What did you use for live loads? Shop equipment can be minimal, or very heavy. I have a bouncy floor in my shop and I don't like it.
Be aware that helical piles offer less resistance to lateral forces than more traditional foundation types, due to the small cross-sectional area. It depends greatly on the soil type, and also how far above grade the piles extend. In most cases they shouldn't extend more than about 6" above grade without lateral bracing, and if you have soft soil--sandy, for example--I would want more than the piers for lateral stability.
Your local lumberyard should be able to get you 2.0 or 2.1 MOE LVLs. The difference between 1.9 and 2.0 MOE is a 5% reduction in stiffness. That may or may not be noticeable. There is also a difference in the ultimate strength before breaking--called the extreme fiber in bending--but that is rarely an issue for projects of this scale.
Thanks Michael.
I don't recall what I used for those loads, but will double-check.
You're building a shop...
Without confirming your engineering, your proposed floor, built for utility purpose, is flimsy. Yes, use intermediate footings. And why piles? Joists centered at 24 inch centers- are you going to use full thickness 2x flooring? I'd be concerned about floor deflection between the joists otherwise. In fact, I'd consider framing a shop floor with 12 inch centers versus 16.
The math for designing floor systems is pretty straightforward, and based almost entirely on deflection under load. Joist spacing, joist size and subfloor details can all be changed and result in a floor that performs almost identically. The difference would be in vibration, but that's not something to worry about with sawn joists and this scale.
So I'm good with 24" oc?
I figured the 2x12 blocking at 4' oc throughout would reduce or eliminate vibration.
It saves me $250, which I know is not a big deal over the total cost of the structure.
I was planning to keep the height of the piles at 6" above grade.
It depends entirely on:
The loads you have to handle--i.e., snow loads;
How heavy the equipment in your shop will be--in a small shop like that they probably aren't large, but if you want a commercial-duty tablesaw, jointer and planer, that's going to be different than cutting on sawhorses with a skil saw;
What your tolerance is for deflection--code minimum for living space is the length of the joist divided by 360 (L/360), but the longer the joist, the bouncier that feels. I use L/480 for most things and L/720 in fancier bathrooms and kitchens.

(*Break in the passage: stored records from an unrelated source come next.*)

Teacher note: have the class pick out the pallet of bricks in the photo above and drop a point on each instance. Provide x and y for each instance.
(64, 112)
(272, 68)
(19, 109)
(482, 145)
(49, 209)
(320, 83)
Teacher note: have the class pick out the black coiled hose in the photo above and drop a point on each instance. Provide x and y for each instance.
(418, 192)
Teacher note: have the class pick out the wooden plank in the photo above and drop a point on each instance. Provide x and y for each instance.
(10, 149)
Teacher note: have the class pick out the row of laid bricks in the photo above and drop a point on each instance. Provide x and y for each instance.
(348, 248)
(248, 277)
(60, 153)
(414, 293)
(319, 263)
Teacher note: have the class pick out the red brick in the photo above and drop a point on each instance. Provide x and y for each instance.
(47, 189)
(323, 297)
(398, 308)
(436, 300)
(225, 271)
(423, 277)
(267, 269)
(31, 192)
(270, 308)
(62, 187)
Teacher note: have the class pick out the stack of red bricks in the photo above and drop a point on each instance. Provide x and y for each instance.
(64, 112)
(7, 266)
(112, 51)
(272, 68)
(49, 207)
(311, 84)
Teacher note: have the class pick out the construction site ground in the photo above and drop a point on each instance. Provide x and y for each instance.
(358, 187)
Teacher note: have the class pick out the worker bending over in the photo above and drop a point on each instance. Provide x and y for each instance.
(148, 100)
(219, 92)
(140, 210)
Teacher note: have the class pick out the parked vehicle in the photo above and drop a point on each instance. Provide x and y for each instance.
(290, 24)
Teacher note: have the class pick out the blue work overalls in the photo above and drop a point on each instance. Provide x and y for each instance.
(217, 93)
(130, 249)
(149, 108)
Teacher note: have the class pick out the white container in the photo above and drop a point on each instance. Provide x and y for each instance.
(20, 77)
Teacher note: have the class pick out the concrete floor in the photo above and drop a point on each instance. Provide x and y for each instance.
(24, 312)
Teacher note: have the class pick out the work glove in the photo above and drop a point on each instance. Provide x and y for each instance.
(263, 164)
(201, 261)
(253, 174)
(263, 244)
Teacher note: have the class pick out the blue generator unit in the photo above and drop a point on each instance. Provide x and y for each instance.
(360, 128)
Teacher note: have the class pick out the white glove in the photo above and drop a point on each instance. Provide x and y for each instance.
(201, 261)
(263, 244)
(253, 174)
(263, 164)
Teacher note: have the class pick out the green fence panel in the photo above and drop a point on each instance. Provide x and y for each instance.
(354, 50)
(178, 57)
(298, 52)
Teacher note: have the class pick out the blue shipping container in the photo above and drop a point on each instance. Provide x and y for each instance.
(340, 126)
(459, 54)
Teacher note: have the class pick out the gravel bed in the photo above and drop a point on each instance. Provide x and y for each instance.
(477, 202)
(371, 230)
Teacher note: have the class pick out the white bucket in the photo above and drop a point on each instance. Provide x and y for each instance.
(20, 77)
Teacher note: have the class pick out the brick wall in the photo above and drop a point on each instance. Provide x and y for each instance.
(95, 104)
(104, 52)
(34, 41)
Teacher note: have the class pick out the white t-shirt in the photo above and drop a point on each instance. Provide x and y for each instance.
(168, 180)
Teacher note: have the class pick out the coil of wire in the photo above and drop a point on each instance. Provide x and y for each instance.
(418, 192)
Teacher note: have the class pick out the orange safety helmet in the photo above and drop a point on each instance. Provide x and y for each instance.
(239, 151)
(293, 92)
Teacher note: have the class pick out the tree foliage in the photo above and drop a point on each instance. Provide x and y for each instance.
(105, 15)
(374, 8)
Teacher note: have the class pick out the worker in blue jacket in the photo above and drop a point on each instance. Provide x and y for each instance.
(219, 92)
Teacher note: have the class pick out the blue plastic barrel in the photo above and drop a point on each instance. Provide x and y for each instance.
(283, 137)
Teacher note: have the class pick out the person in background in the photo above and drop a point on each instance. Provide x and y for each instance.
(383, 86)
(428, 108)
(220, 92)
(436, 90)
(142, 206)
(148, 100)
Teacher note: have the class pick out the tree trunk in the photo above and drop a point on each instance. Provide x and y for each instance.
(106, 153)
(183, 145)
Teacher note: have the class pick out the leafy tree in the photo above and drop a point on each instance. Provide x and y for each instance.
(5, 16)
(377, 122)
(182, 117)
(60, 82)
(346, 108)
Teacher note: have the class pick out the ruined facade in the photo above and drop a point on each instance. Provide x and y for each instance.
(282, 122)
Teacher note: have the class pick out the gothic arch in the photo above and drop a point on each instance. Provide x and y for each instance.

Deflection is how much the floor sags under load. Vibration is when you hit a harmonic frequency while walking across the floor. Vibration is rarely an issue when using solid-sawn joists because they vary in density; it's more of an issue with engineered joists.
Blocking does little to nothing; its purpose is to keep joists from rolling under load, despite common assumptions. If the joists and floor sheathing are undersized, blocking does help share the load between joists, and it's also where a lot of floor squeaks occur. If the joists and floor sheathing are properly designed, the blocking doesn't help.
Thanks Michael. That helps.
My calling it a 'shop' is a little ambitious. There will be a chop saw, but nothing too heavy.
I found the factors I used for the floor joist calculations.
- Floor Live Load: 50 psf
- Floor Dead Load: 20 psf
- L/480
- 2x12 Southern Pine #1
- 24 oc
- Simpson joist hangers on each end (into the 2-ply LVL rims)
- Blocking every 48"
ForteWeb passes (though I'm not sure what the 'Accessory' option means in the Spans & Supports tab)
Running those numbers through AWC's Span Calc (https://tinyurl.com/8m44h2j6) shows a 13' 2" maximum span.
I then changed my lumber to MSR 2400. That shows a maximum span of 15' 10"
Am I missing something?
Going with intermediate footings on the long sides.
Piles because of cost, labor, and time. Frost line at 44" down.